The above Gulp tasks are important for you to understand for TypeScript development documentation and release.

  1. As you can see, the task ‘Assert coding conventions adherence’ takes all the TypeScript files under the source folder as input and used the tslint plugging to ensure that our code adheres to the best coding conventions.
  2. The task ‘Documentation’ takes the main TypeScript file in the entire applications and the TypeScript compiler options as input and returns the documentation as output. The documentation is stored in the docs folder and uses HTML as its format.

Fig.1

  1. The task "Compile and Bundle a TypeScript solution" takes the root module in the application and uses it to trace a dependency tree.

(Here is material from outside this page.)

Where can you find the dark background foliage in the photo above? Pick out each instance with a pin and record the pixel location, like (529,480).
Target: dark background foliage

Once the dependency tree has been traced, Browserify is able to compile and bundle all the dependencies into one single file using. The TypeScript compilation is provided by a Browserify plugin known as tsify.
    The output files use a format known as universal module definition or UMD, which can be executed in both Node.js and web browsers.
  2. The Gulp task Preparing a TypeScript solution for a release is an extension of the bundle tasks that we explored in earlier step. In this new task, we are taking the output of the Browserify’s bundle method and generates a compressed version of it. The task also adds a copyright header to the file and generates source maps. Source maps are a kind of mapping file which allow us to link the final result (minified ES5 code) with the original input (the TypeScript code). Some web browsers will display TypeScript code instead of JavaScript code if source maps are available, which can be invaluable if we are trying to debug an issue.
  3. The task TypeScript and Babel above has added an additional step to our build. The additional step uses Babel to transform ES6 code into ES5 so it can be executed in old browsers. You must configure your tsconfig.json file to ensure that the TypeScript compiler targets ES6.
    "target": "es6"
    

    The ES6 code generated by TypeScript is then transformed into ES5 code by Babel. It is important to compile the TypeScript before the ES6 code is compiled.
    After generating the ES5 code, we use Browserify to bundle the application and uglify to compress it just like we did in the previous examples.